この省略は、一見すると分かりやすさのための配慮のように見えます。しかし私は、この「分かりやすさ」を理由にした省略こそが、理解を歪めている原因だと考えています。

用語の混同が生む3つの弊害

1. 不必要な不安と過度な期待を同時に生む

生成AIの話をしているのに「AI」と表現されることで、

人々は「すべてのAIが人間の仕事を奪う」「あらゆる判断をAIが行う」と誤解しやすくなります。

一方で、「AIなら何でも正確」「AIは間違えない」といった、過度な期待も同時に生まれます。

これは、生成AIの“それらしさ”と、従来AIの“正確性”が頭の中で混ざってしまうことが原因です。

2. リスクの所在が見えなくなる

生成AI特有のリスクには、以下のようなものがあります。

  • 誤情報の生成
  • 著作権や学習データの問題
  • 意図しない偏見や差別的表現
  • 利用者の責任範囲の曖昧さ

これらは、従来のAIにはあまり見られなかった問題です。

しかし「AI」という言葉で一括りにされることで、どの技術に、どのリスクがあるのかが見えなくなります。

3. 議論の前提が曖昧になる

AI規制、AI活用、AI教育といった議論において、

「そのAIは生成AIなのか、従来型AIなのか」が曖昧なまま進むことは、本来あり得ません。

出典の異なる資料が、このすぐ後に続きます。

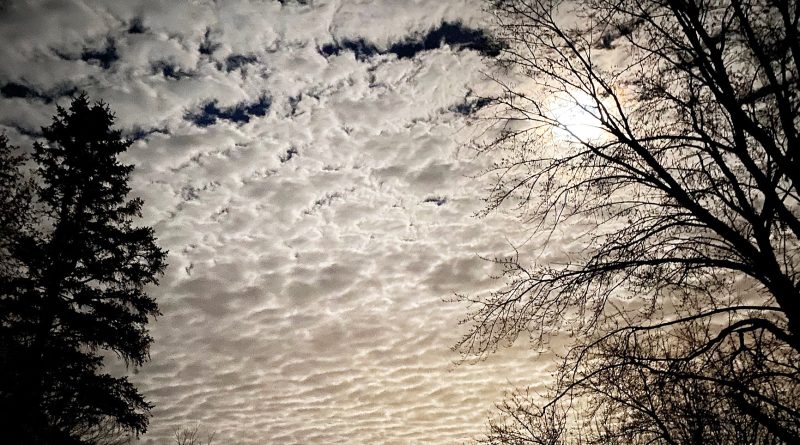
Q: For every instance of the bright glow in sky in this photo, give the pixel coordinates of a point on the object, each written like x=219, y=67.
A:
x=576, y=114
x=298, y=159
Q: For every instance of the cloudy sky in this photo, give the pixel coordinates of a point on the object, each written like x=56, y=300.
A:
x=302, y=161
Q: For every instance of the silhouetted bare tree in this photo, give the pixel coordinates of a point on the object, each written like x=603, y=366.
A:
x=661, y=139
x=73, y=285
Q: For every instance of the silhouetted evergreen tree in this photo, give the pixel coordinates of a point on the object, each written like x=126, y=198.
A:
x=73, y=288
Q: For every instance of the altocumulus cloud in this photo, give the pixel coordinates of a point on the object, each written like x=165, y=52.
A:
x=297, y=158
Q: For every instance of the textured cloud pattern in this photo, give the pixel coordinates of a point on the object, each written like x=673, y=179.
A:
x=299, y=159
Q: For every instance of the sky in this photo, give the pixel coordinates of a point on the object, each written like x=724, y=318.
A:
x=305, y=164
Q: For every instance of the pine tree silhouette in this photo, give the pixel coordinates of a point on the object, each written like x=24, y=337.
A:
x=77, y=291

前提がズレたまま議論をしても、建設的な結論にはたどり着けないからです。

大手メディア・企業にこそ求められる言葉の精度

特に問題だと感じているのは、影響力の大きい大手サイトほど、この用語の混同を続けているケースが多いことです。

大手メディアや企業サイトは、多くの人にとって「正しい情報源」です。

そこで使われた言葉は、そのまま一般認識として広がっていきます。

だからこそ、

  • 「どのAIを指しているのか」
  • 「それは生成AIなのか、従来型AIなのか」

を明示する責任があります。

これは専門家向けの厳密さではなく、社会的影響を考えた最低限の配慮だと私は考えています。

「分かりやすさ」と「正確さ」は対立しない

よく聞く反論に、「一般向けには細かい区別は不要」というものがあります。

しかし私は、この考え方自体に疑問を持っています。

本当の分かりやすさとは、

重要な違いを、重要な違いとして伝えることです。

「生成AI」という言葉を使うだけで済む場面で、あえて「AI」とぼかすことは、読み手の理解を助けているとは言えません。

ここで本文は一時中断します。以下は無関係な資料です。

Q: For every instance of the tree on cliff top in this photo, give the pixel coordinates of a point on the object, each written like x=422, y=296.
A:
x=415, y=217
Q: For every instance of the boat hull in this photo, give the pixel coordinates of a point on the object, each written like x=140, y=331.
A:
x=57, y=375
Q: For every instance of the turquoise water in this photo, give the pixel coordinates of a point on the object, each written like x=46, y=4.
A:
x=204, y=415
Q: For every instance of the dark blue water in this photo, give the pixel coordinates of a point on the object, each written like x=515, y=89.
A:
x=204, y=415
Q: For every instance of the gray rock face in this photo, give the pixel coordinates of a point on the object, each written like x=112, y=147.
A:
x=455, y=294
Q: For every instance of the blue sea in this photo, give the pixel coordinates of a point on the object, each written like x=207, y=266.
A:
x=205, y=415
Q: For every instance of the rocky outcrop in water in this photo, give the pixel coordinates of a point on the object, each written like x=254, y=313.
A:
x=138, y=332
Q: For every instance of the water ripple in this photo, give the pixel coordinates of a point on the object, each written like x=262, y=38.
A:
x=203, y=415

むしろ、読み手を混乱させないために、最低限の言葉の精度を保つことこそが、誠実な情報発信ではないでしょうか。

これから必要なのは「AIを正確に語る姿勢」

生成AIは、間違いなく社会を大きく変える技術です。

だからこそ、過度に煽る必要も、過剰に恐れる必要もありません。

必要なのは、

  • どの技術の話をしているのか
  • 何ができて、何ができないのか
  • どこにリスクがあり、誰が責任を持つのか

を、言葉の段階から丁寧に切り分けていく姿勢です。

「AI」という便利な言葉にすべてを押し込める時代は、そろそろ終わりにすべきだと、私は考えています。

おわりに

私が感じている不満の正体は、感情論ではありません。

それは、「言葉の精度が、社会の理解の精度を決める」という、ごく当たり前の事実に基づくものです。

生成AIが社会に与える影響が大きくなればなるほど、

影響力のある発信者ほど、言葉に対する責任は重くなります。

従来のAIと生成AIは、似ているようで、まったく別物です。

その違いを正しく語ることが、これからの議論の出発点になるはずです。